"States Grapple With Same-Sex Marriage Rulings Via Bills, Ballots and the Bench" PBS Newshour 8/20/2013
Excerpt
RAY SUAREZ (Newshour): The June decisions on the Defense of Marriage Act and California's Proposition 8 didn't end the debate over gay marriage. The issue is still on the docket in courthouses in New Jersey, Pennsylvania and elsewhere, up for debate in state legislatures, and on the ballot.
For an update, we turn to John Eastman, a Chapman University Law School professor and chairman of board of the National Organization for Marriage, and James Esseks, the director of the Gay, Lesbian, Bisexual and Transgender and AIDS Project at the American Civil Liberties Union.

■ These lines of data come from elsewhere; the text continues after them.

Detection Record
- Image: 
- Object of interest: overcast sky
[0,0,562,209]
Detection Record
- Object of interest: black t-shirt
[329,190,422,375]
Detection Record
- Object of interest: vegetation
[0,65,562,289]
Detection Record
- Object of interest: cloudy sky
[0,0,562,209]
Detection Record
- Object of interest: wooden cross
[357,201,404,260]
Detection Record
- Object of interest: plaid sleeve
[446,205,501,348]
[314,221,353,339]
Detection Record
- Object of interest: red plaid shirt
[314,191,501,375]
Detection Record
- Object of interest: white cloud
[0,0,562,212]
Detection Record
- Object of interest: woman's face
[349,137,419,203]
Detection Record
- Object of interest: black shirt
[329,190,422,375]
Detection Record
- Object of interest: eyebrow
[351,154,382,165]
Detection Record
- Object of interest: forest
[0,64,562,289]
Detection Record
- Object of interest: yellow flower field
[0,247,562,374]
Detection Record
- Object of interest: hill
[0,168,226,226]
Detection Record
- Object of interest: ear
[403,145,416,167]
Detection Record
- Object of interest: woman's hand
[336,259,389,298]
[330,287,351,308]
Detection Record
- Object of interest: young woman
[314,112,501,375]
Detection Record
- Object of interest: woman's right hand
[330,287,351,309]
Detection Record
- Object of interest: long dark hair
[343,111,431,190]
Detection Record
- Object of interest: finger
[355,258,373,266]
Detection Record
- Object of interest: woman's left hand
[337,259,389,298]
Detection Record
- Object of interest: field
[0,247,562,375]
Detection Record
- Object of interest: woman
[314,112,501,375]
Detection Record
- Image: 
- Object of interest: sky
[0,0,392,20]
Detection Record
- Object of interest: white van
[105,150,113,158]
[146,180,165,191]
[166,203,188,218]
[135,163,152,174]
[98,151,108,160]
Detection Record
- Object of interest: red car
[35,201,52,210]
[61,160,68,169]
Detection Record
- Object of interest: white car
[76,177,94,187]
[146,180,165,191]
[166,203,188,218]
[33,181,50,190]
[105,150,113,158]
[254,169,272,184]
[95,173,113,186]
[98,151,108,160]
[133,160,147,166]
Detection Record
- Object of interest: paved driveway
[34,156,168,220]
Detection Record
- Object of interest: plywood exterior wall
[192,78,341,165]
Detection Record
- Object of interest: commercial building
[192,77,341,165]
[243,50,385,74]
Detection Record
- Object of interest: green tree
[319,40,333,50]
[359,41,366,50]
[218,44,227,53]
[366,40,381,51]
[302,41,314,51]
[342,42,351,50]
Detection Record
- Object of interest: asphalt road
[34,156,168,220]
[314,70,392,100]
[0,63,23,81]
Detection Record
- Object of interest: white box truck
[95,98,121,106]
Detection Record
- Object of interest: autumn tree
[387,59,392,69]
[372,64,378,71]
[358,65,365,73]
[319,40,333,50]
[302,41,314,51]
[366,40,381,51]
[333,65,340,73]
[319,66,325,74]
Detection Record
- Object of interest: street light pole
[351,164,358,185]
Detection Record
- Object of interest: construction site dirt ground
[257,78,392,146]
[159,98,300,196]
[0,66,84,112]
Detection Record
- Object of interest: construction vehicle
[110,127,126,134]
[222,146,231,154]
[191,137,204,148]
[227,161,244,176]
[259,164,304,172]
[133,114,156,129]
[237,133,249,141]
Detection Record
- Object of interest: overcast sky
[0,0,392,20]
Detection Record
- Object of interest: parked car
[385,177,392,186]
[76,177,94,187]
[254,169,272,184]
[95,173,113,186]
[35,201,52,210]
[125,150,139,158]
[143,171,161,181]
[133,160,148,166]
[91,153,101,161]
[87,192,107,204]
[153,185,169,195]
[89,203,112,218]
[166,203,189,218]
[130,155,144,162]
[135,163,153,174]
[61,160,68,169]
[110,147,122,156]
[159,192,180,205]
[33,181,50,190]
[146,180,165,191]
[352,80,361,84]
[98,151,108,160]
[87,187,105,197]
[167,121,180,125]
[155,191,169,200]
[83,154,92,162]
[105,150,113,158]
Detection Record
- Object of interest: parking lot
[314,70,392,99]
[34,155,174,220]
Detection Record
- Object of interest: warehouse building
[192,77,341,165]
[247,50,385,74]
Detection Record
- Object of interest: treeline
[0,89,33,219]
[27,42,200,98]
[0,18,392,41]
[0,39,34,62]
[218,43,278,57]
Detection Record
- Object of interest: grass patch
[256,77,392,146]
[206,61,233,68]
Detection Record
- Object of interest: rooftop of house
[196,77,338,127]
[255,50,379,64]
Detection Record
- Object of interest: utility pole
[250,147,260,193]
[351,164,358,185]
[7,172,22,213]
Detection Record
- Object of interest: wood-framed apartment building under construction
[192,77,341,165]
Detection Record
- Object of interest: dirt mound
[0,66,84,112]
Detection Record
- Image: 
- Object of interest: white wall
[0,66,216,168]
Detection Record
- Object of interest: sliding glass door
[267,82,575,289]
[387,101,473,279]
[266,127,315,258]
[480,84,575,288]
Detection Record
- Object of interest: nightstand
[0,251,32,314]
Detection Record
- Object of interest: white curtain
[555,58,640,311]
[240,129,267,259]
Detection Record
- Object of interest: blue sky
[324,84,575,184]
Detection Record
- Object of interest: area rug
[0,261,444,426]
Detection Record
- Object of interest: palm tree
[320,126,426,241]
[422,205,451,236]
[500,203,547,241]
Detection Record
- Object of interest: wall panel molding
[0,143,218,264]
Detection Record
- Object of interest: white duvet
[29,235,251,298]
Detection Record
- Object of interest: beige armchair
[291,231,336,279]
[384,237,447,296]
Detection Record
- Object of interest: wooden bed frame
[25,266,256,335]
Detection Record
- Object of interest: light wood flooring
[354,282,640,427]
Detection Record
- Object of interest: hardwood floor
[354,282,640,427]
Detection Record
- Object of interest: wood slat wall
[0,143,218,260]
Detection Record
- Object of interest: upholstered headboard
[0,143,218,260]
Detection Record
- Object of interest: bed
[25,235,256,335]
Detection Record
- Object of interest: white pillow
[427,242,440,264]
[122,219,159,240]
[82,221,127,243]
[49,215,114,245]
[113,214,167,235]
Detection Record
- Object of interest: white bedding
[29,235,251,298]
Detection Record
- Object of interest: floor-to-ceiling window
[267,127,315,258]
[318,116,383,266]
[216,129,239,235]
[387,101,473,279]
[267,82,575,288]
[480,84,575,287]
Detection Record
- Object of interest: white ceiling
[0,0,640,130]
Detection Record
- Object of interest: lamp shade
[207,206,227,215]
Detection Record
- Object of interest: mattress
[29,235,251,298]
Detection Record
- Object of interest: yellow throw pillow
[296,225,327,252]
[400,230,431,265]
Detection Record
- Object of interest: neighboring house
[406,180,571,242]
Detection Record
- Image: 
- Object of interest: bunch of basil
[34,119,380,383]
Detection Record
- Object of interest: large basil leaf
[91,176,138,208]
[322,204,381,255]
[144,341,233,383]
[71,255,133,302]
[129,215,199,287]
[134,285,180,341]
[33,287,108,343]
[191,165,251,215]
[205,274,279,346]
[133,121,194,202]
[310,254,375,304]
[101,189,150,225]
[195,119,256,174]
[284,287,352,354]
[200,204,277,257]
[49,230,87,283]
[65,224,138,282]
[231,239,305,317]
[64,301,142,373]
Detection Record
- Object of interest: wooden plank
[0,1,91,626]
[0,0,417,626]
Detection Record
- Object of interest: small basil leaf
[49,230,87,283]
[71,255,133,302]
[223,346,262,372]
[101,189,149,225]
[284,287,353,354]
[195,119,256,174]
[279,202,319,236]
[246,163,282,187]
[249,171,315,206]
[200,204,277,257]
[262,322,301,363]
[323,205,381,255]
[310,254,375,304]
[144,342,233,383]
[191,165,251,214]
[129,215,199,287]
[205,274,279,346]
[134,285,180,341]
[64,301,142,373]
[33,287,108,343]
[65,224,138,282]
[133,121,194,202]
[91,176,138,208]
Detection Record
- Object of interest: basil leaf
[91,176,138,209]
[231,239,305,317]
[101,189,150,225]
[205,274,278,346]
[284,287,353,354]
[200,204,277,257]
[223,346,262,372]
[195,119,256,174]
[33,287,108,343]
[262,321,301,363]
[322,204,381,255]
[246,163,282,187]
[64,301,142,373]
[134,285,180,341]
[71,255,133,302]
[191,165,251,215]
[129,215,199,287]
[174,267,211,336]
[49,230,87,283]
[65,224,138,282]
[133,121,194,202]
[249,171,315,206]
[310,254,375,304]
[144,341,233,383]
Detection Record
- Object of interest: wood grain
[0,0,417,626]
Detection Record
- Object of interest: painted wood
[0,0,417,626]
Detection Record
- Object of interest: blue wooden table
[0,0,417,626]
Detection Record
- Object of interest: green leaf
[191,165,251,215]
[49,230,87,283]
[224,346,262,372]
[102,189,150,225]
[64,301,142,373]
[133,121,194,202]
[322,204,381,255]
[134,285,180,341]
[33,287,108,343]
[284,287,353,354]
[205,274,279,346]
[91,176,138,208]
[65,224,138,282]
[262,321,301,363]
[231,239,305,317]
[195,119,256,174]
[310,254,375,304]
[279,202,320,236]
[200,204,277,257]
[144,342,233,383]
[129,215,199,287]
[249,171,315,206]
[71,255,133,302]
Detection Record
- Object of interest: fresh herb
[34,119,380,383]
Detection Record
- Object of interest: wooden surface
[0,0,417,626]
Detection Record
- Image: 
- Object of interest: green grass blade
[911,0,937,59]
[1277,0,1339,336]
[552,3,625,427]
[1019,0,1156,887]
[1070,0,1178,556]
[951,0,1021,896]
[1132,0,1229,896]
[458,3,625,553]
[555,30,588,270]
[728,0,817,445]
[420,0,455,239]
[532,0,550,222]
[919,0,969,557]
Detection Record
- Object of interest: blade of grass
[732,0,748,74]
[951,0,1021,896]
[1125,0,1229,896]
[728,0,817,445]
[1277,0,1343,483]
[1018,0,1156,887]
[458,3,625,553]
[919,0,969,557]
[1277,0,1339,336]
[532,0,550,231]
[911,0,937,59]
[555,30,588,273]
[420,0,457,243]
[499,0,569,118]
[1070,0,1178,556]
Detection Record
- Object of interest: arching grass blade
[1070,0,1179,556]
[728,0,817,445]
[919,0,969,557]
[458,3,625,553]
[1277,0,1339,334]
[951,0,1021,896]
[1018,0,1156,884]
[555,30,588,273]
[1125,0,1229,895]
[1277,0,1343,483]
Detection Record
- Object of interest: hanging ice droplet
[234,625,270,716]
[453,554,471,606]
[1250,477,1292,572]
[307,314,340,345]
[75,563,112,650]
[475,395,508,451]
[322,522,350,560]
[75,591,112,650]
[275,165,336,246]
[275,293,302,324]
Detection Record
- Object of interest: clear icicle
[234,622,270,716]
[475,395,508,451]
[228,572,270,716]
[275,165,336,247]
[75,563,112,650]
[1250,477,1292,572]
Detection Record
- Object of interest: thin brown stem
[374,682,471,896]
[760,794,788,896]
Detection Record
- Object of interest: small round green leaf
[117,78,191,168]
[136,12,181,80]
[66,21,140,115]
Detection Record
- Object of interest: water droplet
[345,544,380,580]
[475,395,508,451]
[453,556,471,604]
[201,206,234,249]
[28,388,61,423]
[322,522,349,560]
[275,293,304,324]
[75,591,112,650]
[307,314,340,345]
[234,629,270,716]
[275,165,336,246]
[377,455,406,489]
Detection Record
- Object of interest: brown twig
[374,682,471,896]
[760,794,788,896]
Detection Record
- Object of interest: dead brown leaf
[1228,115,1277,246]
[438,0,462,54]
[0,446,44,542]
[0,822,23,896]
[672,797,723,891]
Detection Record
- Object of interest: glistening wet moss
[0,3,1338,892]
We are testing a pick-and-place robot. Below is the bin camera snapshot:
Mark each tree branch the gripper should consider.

James Esseks, did the twin decisions of the Supreme Court on DOMA and Prop 8 change the legal strategy, change the landscape that faces both pro-legalization and anti-legalization forces?
JAMES ESSEKS, American Civil Liberties Union: Well, it didn't change the doctrine or the strategy.
What it does -- but it reinforces what we're already doing. That is, we have gotten to the place we're at right now, which is 13 states plus the District of Columbia, that allow same-sex couples the freedom to marry, through three different means.
We have got it through some court decisions. A bunch of state legislatures, seven state legislatures passed those bills. And then the people voted for the freedom to marry last fall at the ballot in three states. And our way forward is really more of the same. We're going to go to the state legislatures. We're going to go to the ballot and where appropriate we're going to go to court.